2022年9月7日 CATEGORY - 日本人と英語

書籍紹介ブログにてご紹介した「英語学習2.0」からテーマをいただいて書いてきますが、第一回目のテーマは「英単語の覚え方」です。

私は自らが主宰する「文法講座」のオリエンテーションにおいて、「文法」に関しては、全て講師に全幅の信頼をおいて任せてもらって構わないと宣言をしておりますが、「単語」については、学習者の努力以外どうしようもないものなので、各自の責任においてやっていただくしかないとある意味放置プレイのスタンスをとっています。

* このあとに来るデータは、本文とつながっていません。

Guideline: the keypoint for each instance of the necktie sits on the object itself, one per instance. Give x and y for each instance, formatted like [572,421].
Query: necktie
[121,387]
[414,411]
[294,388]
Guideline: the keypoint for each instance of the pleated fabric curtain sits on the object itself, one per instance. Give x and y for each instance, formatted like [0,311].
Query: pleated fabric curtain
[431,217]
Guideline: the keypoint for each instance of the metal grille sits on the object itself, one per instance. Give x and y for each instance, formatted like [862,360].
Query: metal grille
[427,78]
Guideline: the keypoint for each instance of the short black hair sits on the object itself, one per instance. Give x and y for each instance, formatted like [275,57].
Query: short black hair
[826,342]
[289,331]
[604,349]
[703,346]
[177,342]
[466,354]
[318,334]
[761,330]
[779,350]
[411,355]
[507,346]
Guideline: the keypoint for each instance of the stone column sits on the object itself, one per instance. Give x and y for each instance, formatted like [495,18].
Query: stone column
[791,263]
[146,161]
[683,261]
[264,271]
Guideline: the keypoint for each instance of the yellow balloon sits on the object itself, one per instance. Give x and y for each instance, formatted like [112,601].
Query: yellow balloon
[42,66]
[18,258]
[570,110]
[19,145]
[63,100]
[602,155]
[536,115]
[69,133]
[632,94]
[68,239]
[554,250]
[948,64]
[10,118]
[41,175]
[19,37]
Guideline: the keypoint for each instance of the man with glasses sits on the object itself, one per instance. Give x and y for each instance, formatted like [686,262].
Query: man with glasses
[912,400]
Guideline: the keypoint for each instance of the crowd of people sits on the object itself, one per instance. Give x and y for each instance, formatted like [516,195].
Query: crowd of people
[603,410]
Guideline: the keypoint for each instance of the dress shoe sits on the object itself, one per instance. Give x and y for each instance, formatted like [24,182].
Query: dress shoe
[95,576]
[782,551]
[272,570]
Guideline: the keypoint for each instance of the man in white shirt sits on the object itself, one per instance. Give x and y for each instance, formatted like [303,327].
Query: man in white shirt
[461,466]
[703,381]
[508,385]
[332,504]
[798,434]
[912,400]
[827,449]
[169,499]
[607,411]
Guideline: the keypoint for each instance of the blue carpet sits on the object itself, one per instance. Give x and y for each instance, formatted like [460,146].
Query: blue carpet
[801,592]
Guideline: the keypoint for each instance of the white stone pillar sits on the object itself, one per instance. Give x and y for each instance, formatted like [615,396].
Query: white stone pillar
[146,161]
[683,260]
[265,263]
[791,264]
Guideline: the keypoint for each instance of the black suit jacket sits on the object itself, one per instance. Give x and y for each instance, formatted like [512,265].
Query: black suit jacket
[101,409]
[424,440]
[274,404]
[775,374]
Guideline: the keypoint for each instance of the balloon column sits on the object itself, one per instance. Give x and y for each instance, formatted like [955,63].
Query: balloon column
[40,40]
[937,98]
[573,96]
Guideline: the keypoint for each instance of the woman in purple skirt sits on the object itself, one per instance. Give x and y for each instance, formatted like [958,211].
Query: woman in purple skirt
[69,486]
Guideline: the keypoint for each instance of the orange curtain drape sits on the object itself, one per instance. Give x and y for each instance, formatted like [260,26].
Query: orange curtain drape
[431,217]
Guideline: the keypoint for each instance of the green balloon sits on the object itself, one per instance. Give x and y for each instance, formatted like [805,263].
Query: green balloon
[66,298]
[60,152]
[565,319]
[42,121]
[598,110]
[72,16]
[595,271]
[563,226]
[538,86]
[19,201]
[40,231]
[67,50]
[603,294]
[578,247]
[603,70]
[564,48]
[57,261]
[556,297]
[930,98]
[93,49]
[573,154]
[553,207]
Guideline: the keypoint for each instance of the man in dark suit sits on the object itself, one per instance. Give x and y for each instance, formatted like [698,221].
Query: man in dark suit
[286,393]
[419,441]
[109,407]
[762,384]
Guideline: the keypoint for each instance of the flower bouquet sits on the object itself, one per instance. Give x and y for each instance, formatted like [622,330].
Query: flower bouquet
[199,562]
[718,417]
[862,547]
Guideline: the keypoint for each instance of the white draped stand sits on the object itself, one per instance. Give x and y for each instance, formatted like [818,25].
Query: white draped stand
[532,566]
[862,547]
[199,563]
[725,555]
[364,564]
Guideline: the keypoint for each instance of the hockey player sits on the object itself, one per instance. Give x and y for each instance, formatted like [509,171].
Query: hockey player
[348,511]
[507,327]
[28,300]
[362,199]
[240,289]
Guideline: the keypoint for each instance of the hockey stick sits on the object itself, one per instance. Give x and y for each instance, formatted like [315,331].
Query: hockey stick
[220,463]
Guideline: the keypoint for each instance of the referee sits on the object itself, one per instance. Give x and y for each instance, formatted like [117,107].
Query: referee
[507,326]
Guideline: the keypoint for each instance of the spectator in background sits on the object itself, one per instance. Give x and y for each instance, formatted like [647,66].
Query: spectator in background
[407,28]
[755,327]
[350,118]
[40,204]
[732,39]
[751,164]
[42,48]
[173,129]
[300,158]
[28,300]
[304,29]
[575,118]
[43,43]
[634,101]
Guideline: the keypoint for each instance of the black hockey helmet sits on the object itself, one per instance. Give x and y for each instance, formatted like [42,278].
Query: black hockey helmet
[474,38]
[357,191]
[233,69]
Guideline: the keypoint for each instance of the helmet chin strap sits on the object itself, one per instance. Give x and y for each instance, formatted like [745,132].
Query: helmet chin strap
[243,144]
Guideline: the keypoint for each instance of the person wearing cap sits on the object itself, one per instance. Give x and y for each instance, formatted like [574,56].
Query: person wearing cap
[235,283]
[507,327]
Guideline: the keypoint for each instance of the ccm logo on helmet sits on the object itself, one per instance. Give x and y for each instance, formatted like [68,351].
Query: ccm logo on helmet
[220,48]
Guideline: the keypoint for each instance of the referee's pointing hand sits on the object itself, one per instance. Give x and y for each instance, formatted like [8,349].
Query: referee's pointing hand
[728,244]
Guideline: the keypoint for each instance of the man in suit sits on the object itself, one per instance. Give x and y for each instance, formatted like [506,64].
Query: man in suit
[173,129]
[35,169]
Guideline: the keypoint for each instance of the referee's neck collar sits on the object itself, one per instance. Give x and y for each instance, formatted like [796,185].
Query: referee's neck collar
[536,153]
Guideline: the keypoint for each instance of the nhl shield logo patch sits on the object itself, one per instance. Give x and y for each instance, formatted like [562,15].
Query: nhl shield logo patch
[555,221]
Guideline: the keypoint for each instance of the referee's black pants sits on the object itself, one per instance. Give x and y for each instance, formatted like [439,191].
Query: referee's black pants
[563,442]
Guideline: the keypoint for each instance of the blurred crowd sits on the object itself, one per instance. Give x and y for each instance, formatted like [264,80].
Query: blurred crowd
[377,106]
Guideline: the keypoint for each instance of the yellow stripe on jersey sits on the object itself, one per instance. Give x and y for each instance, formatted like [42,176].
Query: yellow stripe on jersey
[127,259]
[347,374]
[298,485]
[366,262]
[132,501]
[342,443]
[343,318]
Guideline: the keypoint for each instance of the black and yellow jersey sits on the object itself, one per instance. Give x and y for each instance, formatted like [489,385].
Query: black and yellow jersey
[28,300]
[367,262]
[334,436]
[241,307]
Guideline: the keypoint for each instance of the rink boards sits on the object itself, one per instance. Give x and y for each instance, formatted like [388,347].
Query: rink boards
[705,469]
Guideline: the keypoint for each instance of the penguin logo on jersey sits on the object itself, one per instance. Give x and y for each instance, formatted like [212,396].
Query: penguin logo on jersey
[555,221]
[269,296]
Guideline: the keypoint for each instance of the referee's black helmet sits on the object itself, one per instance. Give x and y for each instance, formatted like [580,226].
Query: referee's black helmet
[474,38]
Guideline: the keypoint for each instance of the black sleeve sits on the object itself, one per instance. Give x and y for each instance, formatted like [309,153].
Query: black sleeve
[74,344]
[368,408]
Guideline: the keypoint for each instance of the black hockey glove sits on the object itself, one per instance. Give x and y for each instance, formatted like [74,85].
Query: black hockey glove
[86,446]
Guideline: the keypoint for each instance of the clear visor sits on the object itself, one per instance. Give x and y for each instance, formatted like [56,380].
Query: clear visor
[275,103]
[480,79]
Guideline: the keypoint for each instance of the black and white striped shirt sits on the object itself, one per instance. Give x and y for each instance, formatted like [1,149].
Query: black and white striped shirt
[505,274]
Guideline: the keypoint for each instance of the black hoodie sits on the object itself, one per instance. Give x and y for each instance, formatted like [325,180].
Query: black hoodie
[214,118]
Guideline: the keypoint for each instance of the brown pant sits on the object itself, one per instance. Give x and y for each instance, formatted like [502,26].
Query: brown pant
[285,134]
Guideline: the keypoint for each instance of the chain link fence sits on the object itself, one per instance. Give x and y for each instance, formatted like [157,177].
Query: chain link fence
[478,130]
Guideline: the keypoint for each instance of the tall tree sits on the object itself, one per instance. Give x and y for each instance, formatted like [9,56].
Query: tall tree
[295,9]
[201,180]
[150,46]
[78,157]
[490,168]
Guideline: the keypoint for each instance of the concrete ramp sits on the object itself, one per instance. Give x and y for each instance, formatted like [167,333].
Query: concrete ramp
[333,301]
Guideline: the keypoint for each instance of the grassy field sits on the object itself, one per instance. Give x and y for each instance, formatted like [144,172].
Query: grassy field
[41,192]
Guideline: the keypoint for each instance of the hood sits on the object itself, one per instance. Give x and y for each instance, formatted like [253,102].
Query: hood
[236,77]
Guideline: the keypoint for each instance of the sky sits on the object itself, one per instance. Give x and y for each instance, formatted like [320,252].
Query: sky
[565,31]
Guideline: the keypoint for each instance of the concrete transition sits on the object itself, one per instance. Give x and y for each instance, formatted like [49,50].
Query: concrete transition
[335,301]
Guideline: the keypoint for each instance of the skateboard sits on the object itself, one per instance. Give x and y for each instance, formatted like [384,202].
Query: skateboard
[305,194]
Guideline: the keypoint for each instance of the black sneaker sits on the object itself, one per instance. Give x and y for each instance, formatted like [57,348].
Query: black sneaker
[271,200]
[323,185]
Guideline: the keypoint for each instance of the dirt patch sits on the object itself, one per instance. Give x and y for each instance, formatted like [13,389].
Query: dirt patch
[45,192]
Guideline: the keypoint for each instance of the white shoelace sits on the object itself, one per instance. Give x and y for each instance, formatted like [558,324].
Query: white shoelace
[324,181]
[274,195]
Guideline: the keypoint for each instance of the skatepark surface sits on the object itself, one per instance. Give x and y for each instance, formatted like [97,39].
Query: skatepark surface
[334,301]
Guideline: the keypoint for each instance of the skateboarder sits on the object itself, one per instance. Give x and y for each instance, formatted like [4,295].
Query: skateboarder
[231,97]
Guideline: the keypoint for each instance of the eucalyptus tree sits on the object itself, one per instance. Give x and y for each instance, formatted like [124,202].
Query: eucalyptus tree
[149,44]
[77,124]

(*「文法5泊コース」においては、最低限覚える単語のリストアップ、および単語を構成する「接頭辞」「語根」「接尾辞」の知識の簡単な紹介はします。)

なぜなら、「単語は理屈ではない」ということから仕方のないことだと考えているためです。

しかしながら本書には、単語の性質は「単語は理屈ではない」が、それを記憶する「人間の脳の機能には理屈がある」という視点から「エビングハウスの忘却曲線」という非常に興味深い事実を紹介しながら、効果的な記憶法を提案してくれています。

私も「エビングハウスの忘却曲線」の存在は以前から「知識」としては知っておりましたが、実は本書を読んで私のこの「知識」はそもそも間違って受け取っていたものだったことが分かりました。

まず本題に入る前に、以下本書より引用しながらその間違いについて確認します。

「エビングハウスの忘却曲線について世間でよく知られているのは、忘却率(どのくらい忘れるか)を縦軸に、時間を横軸にとったグラフではないでしょうか?実はドイツ人心理学者ヘルマン・エビングハウスが行ったこの曲線のもととなる実験はこのような『忘却率』を調べたものではありません。まず彼は、『子音・母音・子音』から成り立つ無意味な音節をリストアップして、実験の参加者に覚えさせました。その上で、20分後、1時間、1日と時間を空けてそれらをどれくらいの時間で覚えられるかを調べました。そうすると、1回目には5分かかってようやく覚えられたものが、20分後には2分程度で覚えられました。つまり、3分の節約ができたことになります。この1回目に要した時間と節約できた時間の比率を表したものが節約率で、この節約率を縦軸にとり、時間を横軸にとったのがエビングハウスの忘却曲線です。(一部加筆修正)」

私は、この著者の指摘通り完全に間違ってこの「エビングハウスの忘却曲線」を理解していたのですが、私と同様、ネット上では多くの解説がこのことを誤解したままされていることが分かります。(もしくは単純化するためにあえてそうしている可能性はあります。)

ここで正しい理解に基づいた上で本題に入ります。

本書にて、この「エビングハウスの忘却曲線」に基づく、最も効率的効果的な単語の記憶の仕方を以下のように説明されています。

「図からも分かるように、20分後には節約率が58%だったものが1日後には34%になってしまっています。ようするに、時間が経つにつれて節約率が低くなっていくのです。ちなみに、記憶には短期記憶と長期記憶があり、後者はいつまでたっても忘れません。初恋の思い出はエビングハウスの忘却曲線のようにはなりません。つまり、この曲線は短期記憶についてのみ当てはまるのです。ですから、このことをうまくコントロールすることが英単語の記憶には重要となります。人間の脳には海馬と呼ばれる部分があり、海馬が記憶を司っています。情報が入ってくると、それが長期記憶か短期記憶かを判断し、短期記憶は常に入れ替えながら記憶を整理しています。英単語をすぐに忘れてしまうのは、海馬がそれを短期記憶だと認識してしまうからです。つまり、英単語記憶には、いかに海馬に英単語を長期記憶にするべき大切な情報であると思ってもらえるようにすることが重要だということになります。エビングハウスの忘却曲線を前提にすると、時間がたてばたつほど節約率が減ってしまうので、節約率が高いうちに再度その英単語に触れ、また触れというように、短い期間で何度も同じ単語に出合うことが重要ということになります。そうすれば、その英単語は短期記憶から長期記憶に変わり、初恋の記憶のような非常に忘れがたい記憶になります。(一部加筆修正)」

今まで「単語学習」に関して全くと言っていいほど関心を寄せなかったことを反省し、この正しい「知識」をできる限り指導に活かすようにしたいと思いました。